A son retour à Bucarest, la jeune fille reçoit la médaille de « héros du travail socialiste » devant les dirigeants du Parti communiste roumain, selon un article de l'Humanité rédigé par Patrick Clastres, professeur à la faculté des sciences sociales et politiques de l’Université de Lausanne. Nadia récite une litanie à la gloire du « camarade Nicolae Ceausescu » d’une voix mécanique. Elle est « la petite communiste qui ne souriait jamais », selon le roman de Lola Lafon publié en 2014, qui retrace la vie de la gymnaste.

Il y a aussi l'image de pureté qu’elle dégage. A l’époque, elle est qualifiée de « Lolita olympique », « fille de l’air » ou « Ange Blanc » par le quotidien L’Équipe, indique Patrick Clastres. Nadia n’est encore qu’une fillette. Son corps pas encore formé est adéquat pour la gymnastique, mais il n’appartient pas à elle-même.

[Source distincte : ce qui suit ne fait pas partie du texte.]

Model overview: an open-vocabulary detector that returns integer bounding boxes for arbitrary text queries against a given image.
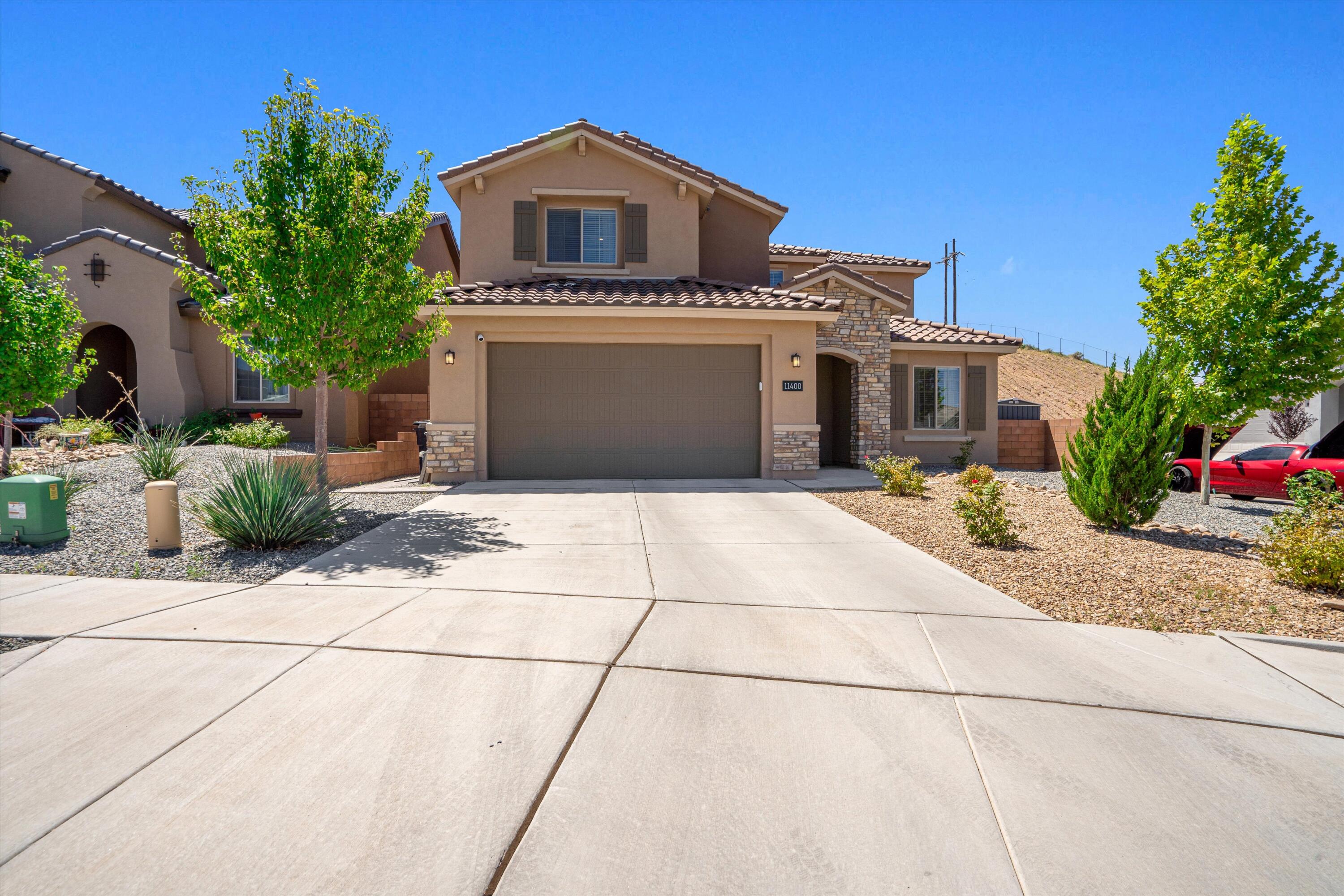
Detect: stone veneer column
[425,423,476,482]
[774,423,821,473]
[804,280,891,466]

Les exploits de Nadia n’auraient été possibles sans les entraînements forcés et les régimes drastiques imposés. Pour contrer la sélection de très jeunes filles, la Fédération internationale de gymnastique fixera, dans les années 1980, l’âge minimal de participation aux JO à 15 ans, puis, en 1997, à 16 ans, afin de préserver les corps en période de développement.

Marion Jones : de la consécration à la descente aux enfers 

Marion Jones après sa victoire au 100 mètres en 2000. (KEVIN FRAYER/AP/SIPA)

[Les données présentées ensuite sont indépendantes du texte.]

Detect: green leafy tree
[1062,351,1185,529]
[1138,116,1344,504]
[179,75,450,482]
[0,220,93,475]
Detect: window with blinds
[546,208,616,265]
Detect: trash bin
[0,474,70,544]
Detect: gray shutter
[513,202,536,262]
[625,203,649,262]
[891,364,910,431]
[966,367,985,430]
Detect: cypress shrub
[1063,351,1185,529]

L'histoire avait si bien commencé. En 2000, l’Américaine Marion Jones est reine des jeux de Sidney. Elle devient la première femme à décrocher cinq médailles olympiques, dont trois en or, en une seule édition. Son sourire radieux illumine les clichés de l’époque et fait d’elle une idole en son pays. Sept ans plus tard, il n’y a plus que des larmes.

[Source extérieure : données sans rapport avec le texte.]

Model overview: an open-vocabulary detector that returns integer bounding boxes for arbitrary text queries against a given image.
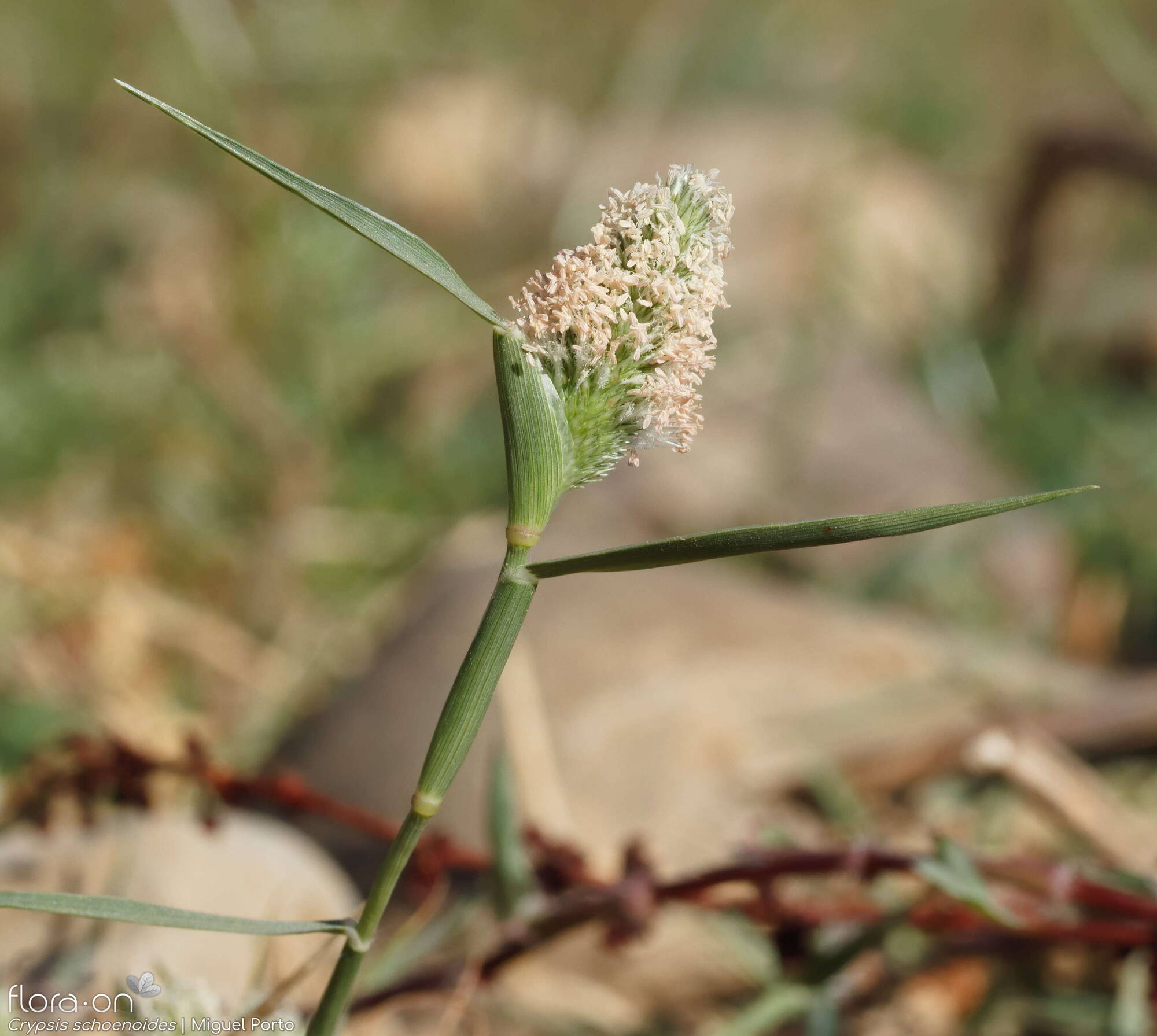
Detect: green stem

Acculée par la justice américaine, Marion Jones reconnaît en 2007 avoir usé de stéroïdes dans sa carrière, notamment pendant sa préparation aux Jeux de Sydney. Elle avoue avoir pris des produits dopants fabriqués sur mesure par le laboratoire Balco, pendant deux ans à partir de 1999. Elle a fait cette confession dans une lettre envoyée à sa famille et ses amis, révèle alors le Washington Post, puis dans une déclaration publique.

Âgée de 31 ans lors de ces révélations, la championne s'était jusqu’alors toujours défendue d’avoir utilisé des produits dopants. Pour avoir menti à la justice américaine, elle sera condamnée à six mois de prison ferme en janvier 2008. Le CIO lui retire toutes ses médailles et la jeune femme est rapidement criblée de dettes. Elle était la chérie des médias et des Américains, elle devient la figure du dopage et le symbole d’un immense gâchis. Car cette affaire ramène à une triste réalité : les Jeux sont aussi convoités par les tricheurs.

Mohamed Ali : la construction du mythe 

Mohamed Ali et Sonny Liston en 1965 (John Rooney/AP/SIPA)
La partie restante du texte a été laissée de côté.